Never forget your manners. Remember that your remote workers are not computer robots, but human beings who like to exchange pleasantries before getting into the nitty-gritty of communication.

9. Are your Remote Staff Alone or Lonely?

The biggest pitfall for many remote workers is the lonely factor of their environment. For many, it may be a blessing, while for others, they may be craving interaction with other mortals that naturally occurs in a typical office situation.

Allay any feelings that they are the only person in the world by getting to know them on an individual basis. Enquire about what’s going on in their life, share a joke, and have a laugh. Create virtual get-togethers for yourself and your team of the non-work variety via a remote work app regularly.

10. Don’t Under Estimate the Value of Trust

Always communicate honestly with your remote team, and they will learn to trust you. You should give up your freakish control issues and trust that your individual remote workers will do what is asked of them. If mistakes are made, be tolerant, and believe that people learn from mistakes made.

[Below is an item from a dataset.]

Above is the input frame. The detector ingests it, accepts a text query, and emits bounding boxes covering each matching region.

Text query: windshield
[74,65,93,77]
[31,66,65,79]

11. Acknowledge the Good Work

Give out emoji as pre-schools hand out star stickers for good work, especially if the company budget doesn’t allow for that big bonus to be given. People like to be praised when they have excelled or given 110%. We all want to know that we are appreciated and our work is being recognized.

12. Create a Company Culture

Ensure that your remote team members have time to interact with each other regularly to get a team spirit and company vibe happening. Use innovative team building activities online to promote cohesive goals. Think along the lines of Play Words or a desk photo contest.

13. Create Career Paths for Your Remote Team

Remote workers are the same as in-house staff, they want to know that they have a career path in front of them. Take the time to plan where they could be in the future, as it will keep them focused on reaching the goals you put before them.

Above all, respect your remote employee’s boundaries by agreeing to when you should or shouldn’t contact them. They need their own space to create a work/life balance.